Late_Film_1901@reddit
Maybe it's just me but I don't get which harness is better. Do you mean Claude code is much better than copilot?
my_name_isnt_clever@reddit
IMO none of the projects made by the major players are the best for local models, we have very different contraints than API services.
Pi is becoming the standard since it's so minimal, though there are a few other projects focused on smaller models. Even OpenCode targets the frontier.
bnightstars@reddit
Same task with Qwen3.6-35B Claude Code delivered while Copilot entered a loop that couldn't escape. Overall Claude Code has more tools and better prompts that work well even with an open source model.
StereoWings7@reddit
What do you mean GitHub incident in this context? Sorry for being ignorant but Iโm not as tech saggy as other guys in this sub.
nymical23@reddit
Most of us are tech-saggy in this sub, only a few are tech-savvy.
StereoWings7@reddit
Ah English is not my first language I just have accidentally picked an incorrect word perhaps because I watched a Family Guyโs saggy-naggy clip before posting it but it seems it somehow makes sense lol.
nymical23@reddit
Yeah, I get it.
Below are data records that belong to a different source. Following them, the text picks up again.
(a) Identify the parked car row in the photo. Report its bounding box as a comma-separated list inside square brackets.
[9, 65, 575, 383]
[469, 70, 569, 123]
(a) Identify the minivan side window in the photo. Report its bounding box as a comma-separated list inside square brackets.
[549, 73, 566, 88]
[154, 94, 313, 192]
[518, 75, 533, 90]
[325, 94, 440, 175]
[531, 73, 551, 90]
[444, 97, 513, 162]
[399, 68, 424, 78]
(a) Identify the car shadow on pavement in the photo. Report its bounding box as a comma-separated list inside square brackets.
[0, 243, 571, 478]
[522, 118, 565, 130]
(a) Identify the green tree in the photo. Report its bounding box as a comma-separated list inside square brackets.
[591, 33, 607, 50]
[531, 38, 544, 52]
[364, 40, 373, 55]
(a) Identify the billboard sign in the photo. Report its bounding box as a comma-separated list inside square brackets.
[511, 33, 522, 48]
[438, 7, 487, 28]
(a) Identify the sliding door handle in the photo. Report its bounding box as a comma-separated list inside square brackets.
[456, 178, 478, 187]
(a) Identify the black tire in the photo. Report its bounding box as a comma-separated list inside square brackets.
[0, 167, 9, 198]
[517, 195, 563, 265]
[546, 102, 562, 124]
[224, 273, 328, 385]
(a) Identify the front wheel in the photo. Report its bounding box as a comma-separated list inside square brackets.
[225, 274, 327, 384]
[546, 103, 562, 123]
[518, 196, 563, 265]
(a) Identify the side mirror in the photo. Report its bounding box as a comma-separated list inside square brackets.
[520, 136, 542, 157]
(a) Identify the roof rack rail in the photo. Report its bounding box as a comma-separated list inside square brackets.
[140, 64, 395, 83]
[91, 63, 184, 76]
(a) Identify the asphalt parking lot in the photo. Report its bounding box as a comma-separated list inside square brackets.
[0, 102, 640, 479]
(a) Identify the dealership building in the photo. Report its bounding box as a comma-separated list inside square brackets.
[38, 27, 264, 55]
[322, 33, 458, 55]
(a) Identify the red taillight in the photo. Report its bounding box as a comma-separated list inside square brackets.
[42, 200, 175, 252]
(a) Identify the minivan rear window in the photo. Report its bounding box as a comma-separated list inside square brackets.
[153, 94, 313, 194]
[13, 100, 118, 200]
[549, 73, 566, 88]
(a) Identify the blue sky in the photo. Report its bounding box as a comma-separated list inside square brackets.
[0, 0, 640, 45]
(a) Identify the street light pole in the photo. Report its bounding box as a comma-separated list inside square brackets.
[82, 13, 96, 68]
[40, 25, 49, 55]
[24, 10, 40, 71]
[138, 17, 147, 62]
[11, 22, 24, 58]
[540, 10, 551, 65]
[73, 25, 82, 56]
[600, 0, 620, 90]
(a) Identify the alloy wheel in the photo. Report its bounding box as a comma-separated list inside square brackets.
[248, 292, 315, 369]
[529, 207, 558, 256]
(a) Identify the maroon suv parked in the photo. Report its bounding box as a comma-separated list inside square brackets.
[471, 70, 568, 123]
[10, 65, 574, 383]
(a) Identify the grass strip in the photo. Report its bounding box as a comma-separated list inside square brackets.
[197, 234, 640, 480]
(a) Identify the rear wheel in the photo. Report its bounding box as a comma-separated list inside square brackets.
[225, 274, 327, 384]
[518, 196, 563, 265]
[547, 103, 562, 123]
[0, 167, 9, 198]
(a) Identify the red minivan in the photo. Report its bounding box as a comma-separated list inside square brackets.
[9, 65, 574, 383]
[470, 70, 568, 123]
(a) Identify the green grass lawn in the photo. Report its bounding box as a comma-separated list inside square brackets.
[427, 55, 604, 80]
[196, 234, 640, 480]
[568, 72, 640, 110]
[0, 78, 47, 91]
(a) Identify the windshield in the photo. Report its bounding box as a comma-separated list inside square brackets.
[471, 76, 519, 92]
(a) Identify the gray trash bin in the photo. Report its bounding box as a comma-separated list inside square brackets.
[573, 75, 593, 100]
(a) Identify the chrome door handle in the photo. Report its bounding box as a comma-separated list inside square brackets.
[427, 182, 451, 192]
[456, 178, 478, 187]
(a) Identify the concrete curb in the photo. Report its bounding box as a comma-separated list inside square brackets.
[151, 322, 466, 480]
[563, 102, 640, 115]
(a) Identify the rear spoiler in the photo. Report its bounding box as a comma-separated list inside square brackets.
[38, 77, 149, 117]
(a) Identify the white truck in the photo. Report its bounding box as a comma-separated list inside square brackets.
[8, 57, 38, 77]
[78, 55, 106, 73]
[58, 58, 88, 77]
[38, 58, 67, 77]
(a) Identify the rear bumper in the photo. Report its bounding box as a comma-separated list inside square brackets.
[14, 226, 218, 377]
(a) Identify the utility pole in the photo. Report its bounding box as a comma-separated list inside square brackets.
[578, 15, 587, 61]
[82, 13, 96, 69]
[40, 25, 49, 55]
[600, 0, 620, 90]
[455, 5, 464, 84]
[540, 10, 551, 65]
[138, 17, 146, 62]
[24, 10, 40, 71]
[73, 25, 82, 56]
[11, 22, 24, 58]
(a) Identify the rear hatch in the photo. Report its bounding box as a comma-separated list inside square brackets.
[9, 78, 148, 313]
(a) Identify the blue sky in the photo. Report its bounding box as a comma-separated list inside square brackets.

It isn't my first language either, but the contrast between saggy and savvy was too funny to let go. :)
bnightstars@reddit
Github got hacked yesterday because of npm package been hijacked !
LightBroom@reddit
Try https://github.com/tontinton/maki
jacek2023@reddit
Try multiple times, it can be just a normal variancy
sammybeta@reddit
"hey look at my one shot it's wonderful/terrible"
some_user_2021@reddit
I hate being bipolar, it's awesome!
FrostTactics@reddit
Agreed. Especially with the svg drawing, I can't imagine the harness actually matters much.
sdfgeoff@reddit (OP)
Yep, the pelican is mostly representative of the model not the harness, but it's the one that makes the prettiest picture to post on the internet. If you have other suggestions that are both easy/pretty to visualize and test the harness more than the model, I'm keen to hear them!
sdfgeoff@reddit (OP)
I did run the tests multiple times, but I didn't present all the pictures here. There's only so many you can visually compare! (I am also currently adding evals that aren't subjective so they can be compared across multiple runs),
For what it's worth, the conclusions I mention (opencode's internet access providing more detailed outputs, and opencode producing better interactive content, github copilot being nearly unusable for the model) appear to be very consistent across runs.
pulse77@reddit
\^\^\^ This is the only right answer! There is so much randomness involved that one can not judge by single-shot picture! At least 10 attempts should be made and shown for each harness, then we can judge...
Jeidoz@reddit
I believe "randomness" can be removed if would be used the right value of temperature or/and seed value. ๐
pulse77@reddit
This is not possible, because each harness sends different prompts to the LLM - before/after the user-given prompt. If each harness would sent exactly the same prompts, and in the same order, and if temperature would be set to 0, and if seed would be set to the same value, and if GPU task reordering would be disabled - then we would get exactly the same result with each AI assistant...
MerePotato@reddit
Yup, and you'd see poor performance then anyway since reasoning chains rely on the noise introduced by an elevated temperature to perform optimally
challis88ocarina@reddit
Locking in the seed is the first step. Diffusion models become deterministic at this stage. LLMs rarely come with the harness to lock everything in. I know where my money is.
rditorx@reddit
But then you'd still not know whether it's the harness or the exact prompt and the token suggestions controlled by the probability distribution. With a different seed, you might get better results with some prompts than others.
Lissanro@reddit
No, different agent frameworks mean different prompt, so results will be different no mater what. Also, there is a chance to pick a seed that produces bad results for one agent but good result for the other agent. The only way to test this, is to do it multiple times with different seeds per agent. At very least 3x3 grid for each, or even 5x5 (depending on how much variation there is).
LosEagle@reddit
Pi did this without extensions?
Silver-Champion-4846@reddit
Can someone describe the image please? Blind guy here
UmpireBorn3719@reddit
could you share your prompt please
shanehiltonward@reddit
OpenCode rocks. Terminal 1 = llama.cpp Terminal 2 = OpenCode.
Icy-Marzipan-2605@reddit
so they all were using same LLM under the hood right?
sdfgeoff@reddit (OP)
Yep, all with the same model. All Qwen3.6
My aim was to determine what difference the harness makes.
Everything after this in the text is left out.